Multimedya= Gül (karakteri çok fazla soranlar var Taylor Hill değil sadece cok benzeyen bir oyuncu. İsmi Yael Shelbia israilli bir oyuncu ve manken.)
Bu bölümü erken atmak istedim. Önceki bölüm kısaydı ve bu biraz telafisi gibi oldu. 😌
Oy verip pasaj yorumu atmayı unutmayın lütfen ❤ Hikayenin gidişatı size göre nasıl olmalı düşüncelerinizi belirtmeyi unutmayın.

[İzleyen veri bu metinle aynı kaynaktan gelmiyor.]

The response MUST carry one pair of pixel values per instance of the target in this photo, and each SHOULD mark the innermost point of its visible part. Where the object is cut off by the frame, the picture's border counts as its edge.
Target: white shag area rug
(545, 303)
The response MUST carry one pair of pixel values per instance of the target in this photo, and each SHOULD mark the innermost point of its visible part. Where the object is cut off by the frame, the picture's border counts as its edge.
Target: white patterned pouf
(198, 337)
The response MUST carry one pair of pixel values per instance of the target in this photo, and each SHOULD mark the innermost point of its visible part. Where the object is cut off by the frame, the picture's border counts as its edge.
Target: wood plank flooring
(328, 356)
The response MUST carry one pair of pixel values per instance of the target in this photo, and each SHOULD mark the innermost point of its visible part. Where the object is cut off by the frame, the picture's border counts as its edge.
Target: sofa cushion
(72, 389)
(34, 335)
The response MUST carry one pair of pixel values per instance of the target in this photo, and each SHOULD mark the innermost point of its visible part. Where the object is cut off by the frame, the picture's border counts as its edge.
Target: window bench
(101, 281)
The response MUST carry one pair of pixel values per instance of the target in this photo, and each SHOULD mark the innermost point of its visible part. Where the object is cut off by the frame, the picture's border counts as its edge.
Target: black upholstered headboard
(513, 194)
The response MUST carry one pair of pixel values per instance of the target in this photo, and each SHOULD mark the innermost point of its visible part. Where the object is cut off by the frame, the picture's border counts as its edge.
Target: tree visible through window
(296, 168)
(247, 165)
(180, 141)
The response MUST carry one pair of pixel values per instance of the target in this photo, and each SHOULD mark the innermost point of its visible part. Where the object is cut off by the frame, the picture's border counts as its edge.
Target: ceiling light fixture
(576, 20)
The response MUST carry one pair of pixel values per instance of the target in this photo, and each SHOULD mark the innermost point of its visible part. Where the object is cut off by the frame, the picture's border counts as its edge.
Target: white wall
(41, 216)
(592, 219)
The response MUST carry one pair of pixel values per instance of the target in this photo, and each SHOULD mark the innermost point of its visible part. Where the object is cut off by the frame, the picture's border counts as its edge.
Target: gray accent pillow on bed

Bu arada kitapta en sevdiğiniz karakter kim öğrenebilir miyim? 😋 (benim bu bölüm Dilan oldu.)
Sizleri seviyorum 💚
Güvensizlik öyle keskin bir duyguydu ki insanı içten içe yiyip bitirebilirdi. Ben hayata karşı güvenimi yitirmiştim. Kime inansam beni hep yarı yolda bıraktı. Daha doğdum gün ben babama güvenmiştim. Beni evladı olarak sevecek ve koruyacaktı. Yapmadı.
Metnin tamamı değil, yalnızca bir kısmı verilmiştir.